Devant les marches du Corum de Montpellier, la foule se densifie doucement. Quelques pancartes bricolées, quelques banderoles, quelques drapeaux syndicaux. Les prises de parole des différents collectifs se succèdent, mais le micro fonctionne à peine. "Décidement, on a du mal à se faire entendre", plaisante une voix dans l'assemblée.
Le besoin d'être écoutés, la volonté de travailler. C'est ce qui revient inlassablement aux lèvres des professionnels de la culture. Dans tout le pays, ils se rassemblement ce jeudi pour solliciter davantage de soutien des pouvoirs publics, notamment par la prolongation de l’année blanche pour les intermittents au-delà du 31 août. Mais surtout, ils demandent un calendrier clair de la réouverture des lieux culturels.
Nathalie Garraud, "ultra-fatiguée, mais ultra-combative"
Malgré la musique, l'ambiance légère et le plaisir de se retrouver, la lassitude est flagrante. "Ca fait un an qu'on répète les mêmes choses. Aujourd'hui, c'est la colère qui domine", explique Nathalie Garraud, directrice du Théâtre des 13 vents de Montpellier.
On peut faire des ateliers de théâtre dans des écoles, mais pas dans des théâtres, qui sont des lieux plus adaptés sur tous les plans. C'est ça qui nous pousse à bout, c'est l'absurdité générale.
"On a interpellé, négocié, argumenté... mais les mêmes questions se re-posent à l'identique", soupire à ses côtés Nicolas Dubourg, président du Syndeac et directeur du Théâtre de la Vignette. Une fois monté à la tribune, il s'agace : "Les établissements culturels ont prouvé qu'ils savaient parfaitement accueillir du public en respectant un protocole sanitaire ! Maintenir la fermeture, quand les supermarchés et les écoles sont ouverts, c'est un non-sens !"

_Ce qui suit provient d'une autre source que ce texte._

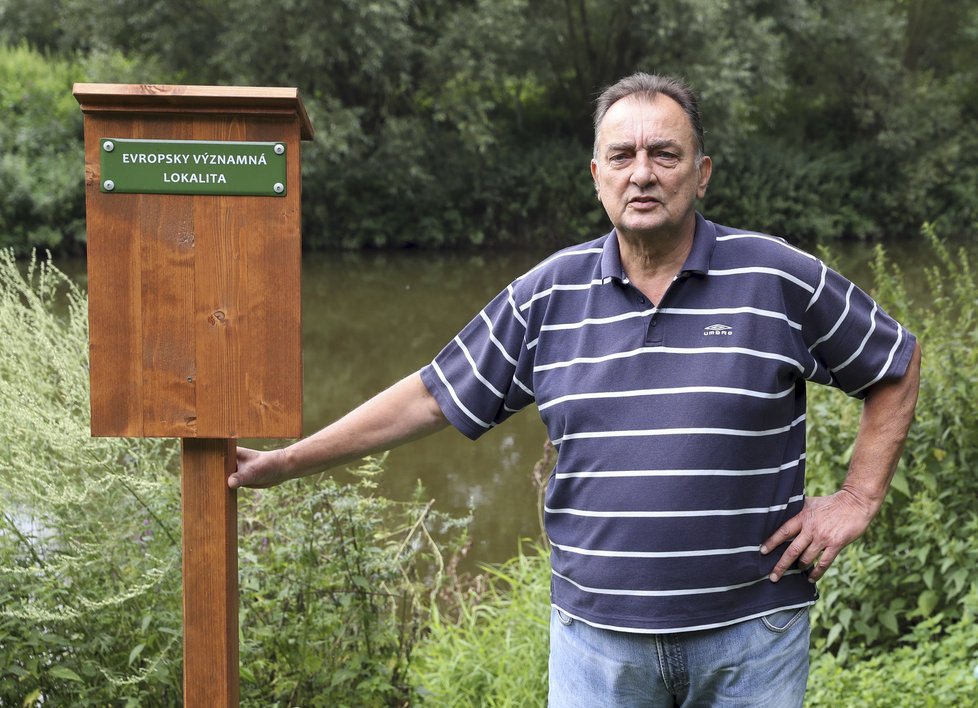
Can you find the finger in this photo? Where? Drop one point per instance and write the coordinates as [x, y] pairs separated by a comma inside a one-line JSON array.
[[791, 554], [790, 529], [819, 569]]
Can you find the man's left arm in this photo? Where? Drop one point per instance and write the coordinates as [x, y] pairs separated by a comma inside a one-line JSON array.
[[826, 525]]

Victoria, Aurore et Lucile : "en pleine perte de sens"
Employées au théâtre du Périscope, Victoria Moulin, Aurore Gaglione et Lucile Donivard ont tenu à faire le déplacement depuis Nîmes pour participer au rassemblement. D'abord, par solidarité avec les intermittents. "On voit bien leur état psychologique, et c'est préoccupant", soupire Aurore. Mais aussi parce que leur propre quotidien perd son sens. Aurore travaille dans la médiation avec les publics du théâtre. Elle a le sentiment de ne plus réussir à atteindre les personnes les plus éloignées de la culture. "Toute cette dimension de lien social se perd", abonde Lucile", "alors que c'est ce qui donne du sens à nos métiers."
Dans l'incertitude, on passe notre temps à faire... et défaire. On ne sait jamais si l'énergie qu'on investit dans un projet va aboutir, ou si tout va s'effondrer.
Nelly Lacince : "c'est toute la vie qui est à zéro"
Nelly Lacince est arrivée avant tout le monde, lorsque l'esplanade du Corum était encore clairsemée. En tant que membre du collectif "Etat d'urgence culturel", elle fait partie des organisateurs du rassemblement. Ancienne professeur de danse, elle a "vu grandir toute une génération d'artistes". Elle est aujourd'hui le "témoin de leur détresse."
Pour elle, au-delà des professionnels du secteur, il s'agit maintenant de mobiliser le public.
La vie sans culture, c'est zéro. En tant que public, on s'enfonce. On a la télévision et les livres, mais ça n'a rien à voir avec le spectacle vivant !
Le cortège s'est acheminé en musique jusqu'à la DRAC (Direction Régionale des Affaires Culturelles), où une délégation a été reçue. Les différents collectifs ont appelé à une autre journée de mobilisation le 20 mars, en affichant des banderoles aux fenêtres des théâtres, des cinémas et des musées de la région.